• Zielgruppen
  • Suche
 

Sechs Fragen an Stefan Röllgen

Welcher beruflichen Tätigkeit gehen Sie aktuell nach? Was sind Ihre täglichen Aufgaben?

Ich arbeite momentan als Marketing Manager eines Möbelhauses. Meine Tätigkeiten bestehen vor allem aus der Planung, Buchung, Gestaltung und Prüfung sämtlicher Werbemaßnahmen (Printanzeigen, Prospekte, Außenwerbung, Sponsoring, Fahrgastfernsehen, Radio, Adwords, Social Media, Gutscheine, Banner etc.). Dazu kommt Eventmanagement (z.B. Koordination und Umsetzung verkaufsoffener Sonntage). Online-Aktivitäten (Content, SEO), PR und Konzertierung aller Aktionen sind ebenfalls Teil meiner Aufgaben. Über einen Mangel an Abwechslung kann ich also nicht klagen.

Herr Röllgen, Sie haben Ihren Masterabschluss in Neuerer Deutscher Literaturwissenschaft an der Leibniz Universität Hannover gemacht. Warum haben Sie sich gerade für diesen Master entschieden?

Die Entscheidung fiel rein interessenbasiert. Ich wollte etwas studieren, was mich wirklich interessiert, und nicht, was oberflächlich betrachtet am förderlichsten für eine vermeintliche Karriere ist. Da ich schon immer viel gelesen und mir auch selbst Gedanken zum Lesestoff gemacht habe, lag die Fächerwahl nahe.

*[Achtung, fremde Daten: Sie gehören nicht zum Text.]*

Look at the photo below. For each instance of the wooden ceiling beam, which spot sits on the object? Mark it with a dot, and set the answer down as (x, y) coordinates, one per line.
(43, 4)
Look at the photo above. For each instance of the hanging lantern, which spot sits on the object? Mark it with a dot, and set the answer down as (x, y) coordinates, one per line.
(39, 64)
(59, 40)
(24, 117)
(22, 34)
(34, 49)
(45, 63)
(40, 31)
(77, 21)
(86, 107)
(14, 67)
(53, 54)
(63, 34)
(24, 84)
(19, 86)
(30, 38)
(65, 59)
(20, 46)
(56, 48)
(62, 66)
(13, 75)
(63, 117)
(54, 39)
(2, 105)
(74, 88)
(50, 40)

Ist das Studium so verlaufen, wie Sie es sich vorgestellt haben?

Ja. Durch verschiedenste Schwerpunkte, auch aufseiten der Lehrenden, konnte man sich sehr frei entscheiden – je nach persönlicher Präferenz. Ich selbst habe mein Studium mit vielen aktuellen Themen angelegt, beispielsweise der Online-Vermarktung von Büchern. Diese Freiheit zur Fokussierung auf selbst gewählte Schwerpunkte bewerte ich uneingeschränkt positiv. Der MA NDL kann sich zu Recht als sehr offenes, flexibles Fachgebiet bezeichnen.

Der MA NDL zeichnet sich u.a. durch seine praxisbezogenen Komponenten aus: Selbst organisierte Arbeitsgruppen, Praktika und Auslandssemester ergänzen das wissenschaftliche Studium. Konnten Sie durch diese Angebote praktische Erfahrungen sammeln, von denen Sie im Beruf profitieren?

Hier kann ich zustimmen: Besonders die Selbstorganisation schafft Kompetenzen, die sich auch auf vielen anderen Feldern anwenden lassen, etwa im Projektmanagement. Ebenso das im Studium essenzielle kritische und analytische Denken – diese klassisch geisteswissenschaftlichen Tugenden helfen mir im Beruf und jedem Menschen im Alltag ungemein.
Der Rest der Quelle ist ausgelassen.